The decision maker provides the information that is often incomplete, inconsistent, and indeterminate in real situations. For actual, logical, and engineering application, a single-valued neutrosophic set (SVNS) is more accurate, because it can handle all of the above information. SVNS was presented by Wang et al. [14], which is an illustration of NS. The classic set, FS, IVFS, IFS and paraconsistent set are the generalization of the SVNS. The INS was presented by H. Wang [15], which is an instance of NS. The classic set, FS, IVFS, IFS, IVFIS, interval type-2 FS and paraconsistent set are the generalized form of INS. Accuracy, score and certainty functions of a BNS was presented by Deli et al. [12] in which A_w and G_w operators were suggested to aggregate the bipolar neutrosophic information. Then, according to the values of accuracy, score, and certainty, functions of alternatives are ranked to choose the most desirable one(s).

A soft set was first introduced by Molodtsov [54]. In a decision making problem, they defined some operations on GNSS and presented an application of GNSS. The GNSS was extended by Sahin and Küçük [39] to the situation of IVNSS. In dealing with some decision making problems they also gave some application of GINSS. Some basic properties of a neutrosophic refined set were firstly defined by Broumi et al. [61]. A neutrosophic Refined Set (NRS) with a correlation measure was proposed. In a neutrosophic refined set, Surapati et al. [41] developed a MCGDM model and offered its use in teacher selection. In more basic form the tangent similarity function has been presented. To other GDM problems, the suggested method can also be applied under refined neutrosophic set environment.

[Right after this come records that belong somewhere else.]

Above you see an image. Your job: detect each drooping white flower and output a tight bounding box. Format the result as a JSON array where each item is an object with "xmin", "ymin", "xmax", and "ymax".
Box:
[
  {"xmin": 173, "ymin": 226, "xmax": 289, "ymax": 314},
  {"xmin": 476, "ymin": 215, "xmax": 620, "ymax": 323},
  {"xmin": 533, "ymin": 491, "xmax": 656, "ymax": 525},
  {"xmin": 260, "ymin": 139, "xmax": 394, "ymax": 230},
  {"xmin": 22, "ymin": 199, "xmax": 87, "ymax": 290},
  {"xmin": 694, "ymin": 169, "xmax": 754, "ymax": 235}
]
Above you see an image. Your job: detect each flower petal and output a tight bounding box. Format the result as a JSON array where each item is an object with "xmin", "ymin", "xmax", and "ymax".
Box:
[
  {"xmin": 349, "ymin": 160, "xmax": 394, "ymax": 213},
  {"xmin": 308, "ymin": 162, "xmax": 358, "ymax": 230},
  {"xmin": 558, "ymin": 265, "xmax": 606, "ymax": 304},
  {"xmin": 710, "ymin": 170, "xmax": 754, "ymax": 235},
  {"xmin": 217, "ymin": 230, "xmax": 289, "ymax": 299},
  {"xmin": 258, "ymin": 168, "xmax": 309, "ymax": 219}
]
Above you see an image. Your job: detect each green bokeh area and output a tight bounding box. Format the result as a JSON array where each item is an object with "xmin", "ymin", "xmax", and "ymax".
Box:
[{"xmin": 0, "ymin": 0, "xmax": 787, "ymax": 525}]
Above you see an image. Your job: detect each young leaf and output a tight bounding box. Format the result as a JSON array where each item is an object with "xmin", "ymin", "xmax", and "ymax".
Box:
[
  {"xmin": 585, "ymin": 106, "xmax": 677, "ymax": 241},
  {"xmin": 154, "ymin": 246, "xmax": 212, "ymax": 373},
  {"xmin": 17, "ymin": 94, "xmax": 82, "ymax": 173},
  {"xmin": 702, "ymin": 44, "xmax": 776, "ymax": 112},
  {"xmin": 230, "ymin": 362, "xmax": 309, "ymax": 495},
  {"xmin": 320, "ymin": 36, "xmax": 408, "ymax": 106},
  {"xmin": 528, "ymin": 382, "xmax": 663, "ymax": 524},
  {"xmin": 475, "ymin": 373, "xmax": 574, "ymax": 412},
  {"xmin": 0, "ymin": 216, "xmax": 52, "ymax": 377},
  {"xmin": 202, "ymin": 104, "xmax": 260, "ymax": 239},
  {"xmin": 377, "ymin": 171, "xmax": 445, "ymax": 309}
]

For dealing with the vagueness and imperfectness of the DMs assessments, the triangular neutrosophic fuzzy number was used. To solve the MADM problem under a neutrosophic environment, aggregation operators were proposed. Finally, with medical representative selection, the efficiency and applicability of the recommended method has been clarified. In other DM problems, the proposed approach can be also applied to personnel selection, medical diagnosis, and pattern recognition [62,63,64,65,66,67,68,69,70,71,72,73,74,75,76,77,78,79,80,81,82,83,84,85,86,87,88,89,90,91,92,93].